Applications for World-Class Cities 2015 tours will be open to about 100 participants from cities across the country. Interested cities should visit the PeopleForBikes website, and submit an application by Oct. 1, 2014 for the best chance to secure first choice dates. Applications will be accepted until all 100 spots are filled. A deposit will be due Dec. 1, 2014 in order to lock in dates.
“The surge of interest in protected bike lanes in cities and towns across the country is making city leaders, transportation departments and planners want to better understand and refine the way they are designing their streets,” said Martha Roskowski, vice president of local innovation for PeopleForBikes. “Green Lane Project study tours have been the most effective part of the program for catalyzing local progress. We’re excited to offer this tool to leading cities nationwide.”
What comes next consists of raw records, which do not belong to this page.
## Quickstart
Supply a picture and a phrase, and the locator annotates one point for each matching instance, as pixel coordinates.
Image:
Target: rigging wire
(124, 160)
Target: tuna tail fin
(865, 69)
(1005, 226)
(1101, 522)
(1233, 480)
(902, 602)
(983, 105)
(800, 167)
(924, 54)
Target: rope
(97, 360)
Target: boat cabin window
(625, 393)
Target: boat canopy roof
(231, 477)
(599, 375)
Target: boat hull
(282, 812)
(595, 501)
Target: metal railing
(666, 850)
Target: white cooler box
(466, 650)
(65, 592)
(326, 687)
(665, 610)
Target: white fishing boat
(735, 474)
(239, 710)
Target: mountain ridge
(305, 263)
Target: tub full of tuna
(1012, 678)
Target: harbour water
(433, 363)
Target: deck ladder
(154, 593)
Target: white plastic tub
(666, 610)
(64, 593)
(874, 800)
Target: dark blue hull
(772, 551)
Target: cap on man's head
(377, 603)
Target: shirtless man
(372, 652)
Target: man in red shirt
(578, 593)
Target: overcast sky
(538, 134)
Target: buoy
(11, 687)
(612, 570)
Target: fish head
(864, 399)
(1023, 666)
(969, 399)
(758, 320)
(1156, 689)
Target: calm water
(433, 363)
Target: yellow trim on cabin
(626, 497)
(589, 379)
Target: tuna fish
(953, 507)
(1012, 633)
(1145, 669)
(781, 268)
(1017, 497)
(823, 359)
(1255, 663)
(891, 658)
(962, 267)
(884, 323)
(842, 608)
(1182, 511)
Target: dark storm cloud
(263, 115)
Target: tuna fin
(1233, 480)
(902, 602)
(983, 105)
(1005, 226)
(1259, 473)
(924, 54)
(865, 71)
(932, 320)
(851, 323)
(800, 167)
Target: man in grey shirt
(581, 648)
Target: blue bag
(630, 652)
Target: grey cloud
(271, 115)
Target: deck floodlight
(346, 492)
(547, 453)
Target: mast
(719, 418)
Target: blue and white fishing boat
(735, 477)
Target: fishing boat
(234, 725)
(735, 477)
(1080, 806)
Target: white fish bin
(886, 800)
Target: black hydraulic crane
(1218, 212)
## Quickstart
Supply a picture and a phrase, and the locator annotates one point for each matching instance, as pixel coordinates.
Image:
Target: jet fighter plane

About the PeopleForBikes Green Lane Project
The Green Lane Project is a program of the nonprofit PeopleForBikes, a movement to unite millions of people to improve bicycling in America. The Project helps cities build better bike lanes to create low-stress streets. It is focused on protected bike lanes, which are on-street lanes separated from traffic by curbs, planters, parked cars or posts. In March of 2014, the Project announced six new cities for the two-year program: Atlanta, Boston, Denver, Indianapolis, Pittsburgh and Seattle.